Our goal at Stelvio Equity Group is to empower investors to create passive income by offering stable investment opportunities through the acquisition and management of multifamily apartment properties.

Lending volume is down for the start of 2023, many lenders remain committed.

 

Despite the shifting market dynamics, we remain actively searching for viable deals. Securing financing for each deal has become a significant challenge, given the numerous changes in the lending landscape for multifamily projects.

Multifamily mortgage borrowing and lending are expected to decline by 14% this year to reach $375 billion, compared to last year’s estimated total of $437 billion, according to the Mortgage Bankers Association (MBA). However, there’s optimism for a rebound in 2024, with the MBA predicting multifamily lending to reach $456 billion. Fannie Mae shares a similar outlook, expecting multifamily originations for 2023 to fall between $385 billion and $400 billion. The decrease in originations during the first quarter of 2023 was significant, with a 55% year-over-year drop and a 44% quarter-over-quarter decrease, largely attributed to uncertainty and volatility in interest rates, property values, and supply and demand imbalances.

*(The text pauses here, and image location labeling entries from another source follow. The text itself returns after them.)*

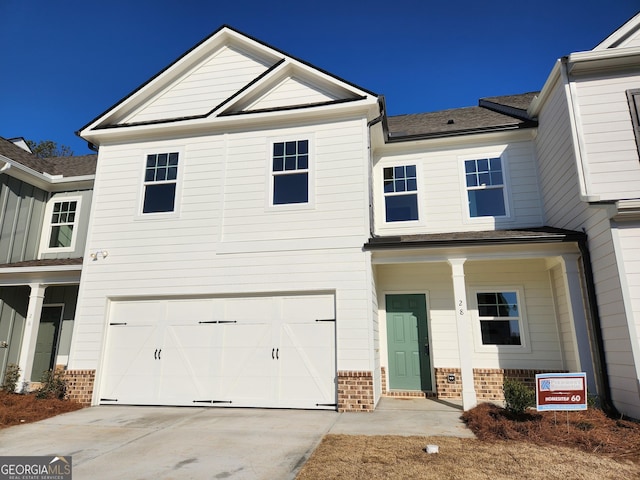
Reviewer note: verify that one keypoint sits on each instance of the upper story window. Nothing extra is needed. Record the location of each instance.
(633, 97)
(485, 187)
(63, 220)
(400, 193)
(500, 318)
(160, 183)
(290, 171)
(61, 229)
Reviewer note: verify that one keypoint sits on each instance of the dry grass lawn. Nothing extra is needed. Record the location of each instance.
(584, 445)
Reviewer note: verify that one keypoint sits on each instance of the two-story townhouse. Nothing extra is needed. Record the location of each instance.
(231, 196)
(44, 213)
(472, 285)
(587, 148)
(265, 236)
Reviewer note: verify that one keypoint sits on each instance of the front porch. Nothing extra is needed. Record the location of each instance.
(492, 312)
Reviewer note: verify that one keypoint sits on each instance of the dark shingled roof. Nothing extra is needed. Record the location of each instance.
(529, 235)
(53, 262)
(65, 166)
(493, 113)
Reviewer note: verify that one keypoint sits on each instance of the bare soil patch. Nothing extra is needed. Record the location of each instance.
(16, 409)
(537, 446)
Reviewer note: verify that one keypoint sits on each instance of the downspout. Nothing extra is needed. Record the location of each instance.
(371, 123)
(599, 358)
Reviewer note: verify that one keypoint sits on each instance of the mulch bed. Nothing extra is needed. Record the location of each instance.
(16, 409)
(589, 430)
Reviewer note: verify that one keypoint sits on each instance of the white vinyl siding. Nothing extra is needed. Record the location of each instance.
(203, 88)
(610, 149)
(225, 241)
(442, 192)
(564, 209)
(291, 91)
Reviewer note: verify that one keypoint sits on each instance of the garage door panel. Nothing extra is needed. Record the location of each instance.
(250, 351)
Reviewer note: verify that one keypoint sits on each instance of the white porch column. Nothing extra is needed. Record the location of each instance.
(465, 340)
(578, 316)
(32, 322)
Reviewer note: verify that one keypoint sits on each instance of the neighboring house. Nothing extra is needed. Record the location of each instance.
(44, 214)
(264, 235)
(587, 149)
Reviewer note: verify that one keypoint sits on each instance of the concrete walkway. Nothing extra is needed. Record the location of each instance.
(214, 443)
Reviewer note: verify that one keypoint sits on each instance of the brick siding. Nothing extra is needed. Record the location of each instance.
(355, 391)
(80, 385)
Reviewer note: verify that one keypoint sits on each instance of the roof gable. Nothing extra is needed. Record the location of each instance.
(227, 73)
(627, 36)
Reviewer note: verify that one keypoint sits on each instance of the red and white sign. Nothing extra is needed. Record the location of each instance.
(561, 391)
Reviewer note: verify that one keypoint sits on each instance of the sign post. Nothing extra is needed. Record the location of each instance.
(561, 391)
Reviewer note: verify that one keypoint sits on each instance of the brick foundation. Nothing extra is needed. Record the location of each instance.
(80, 385)
(487, 382)
(355, 391)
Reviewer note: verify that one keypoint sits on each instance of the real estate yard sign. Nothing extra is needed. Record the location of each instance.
(561, 391)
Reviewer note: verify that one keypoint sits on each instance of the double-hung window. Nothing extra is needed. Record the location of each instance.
(63, 221)
(160, 183)
(290, 171)
(400, 185)
(485, 187)
(500, 317)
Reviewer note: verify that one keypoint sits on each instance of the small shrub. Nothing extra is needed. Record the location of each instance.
(54, 385)
(517, 396)
(11, 376)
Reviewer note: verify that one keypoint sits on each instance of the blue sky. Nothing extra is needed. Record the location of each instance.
(64, 62)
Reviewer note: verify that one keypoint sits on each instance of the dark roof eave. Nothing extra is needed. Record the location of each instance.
(453, 133)
(389, 243)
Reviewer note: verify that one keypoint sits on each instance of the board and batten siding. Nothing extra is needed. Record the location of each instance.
(604, 123)
(442, 195)
(564, 209)
(434, 279)
(226, 238)
(21, 215)
(203, 88)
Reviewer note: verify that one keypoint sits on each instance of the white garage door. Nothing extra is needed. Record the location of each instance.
(239, 352)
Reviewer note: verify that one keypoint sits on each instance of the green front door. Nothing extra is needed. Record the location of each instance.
(408, 343)
(47, 342)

Various agencies, including Fannie Mae, Freddie Mac, and the Federal Housing Administration (FHA), have seen the market conditions impact lending volume in the first half of the year. However, they remain committed to providing liquidity for the multifamily market and are ready to serve the needs as they arise. While the overall volume of FHA loans has decreased compared to previous years, there are signs of applications picking up, indicating a potential recovery.

Amid the unpredictable market, agencies like Freddie Mac remain focused on their affordable and equitable housing goals, as well as optimizing their loan purchase caps. In addition, HUD has announced significant funding and loan authority for the Green and Resilient Retrofit Program to improve energy efficiency and housing quality. Fannie Mae is offering a new option for borrowers to convert existing adjustable-rate mortgage loans to a fixed-rate execution to address rising interest rates.

Despite the challenges in the market, there are still opportunities for developers and lenders. While higher interest rates have made deals harder to justify, historical standards suggest that there are still sources to work with and opportunities to be found.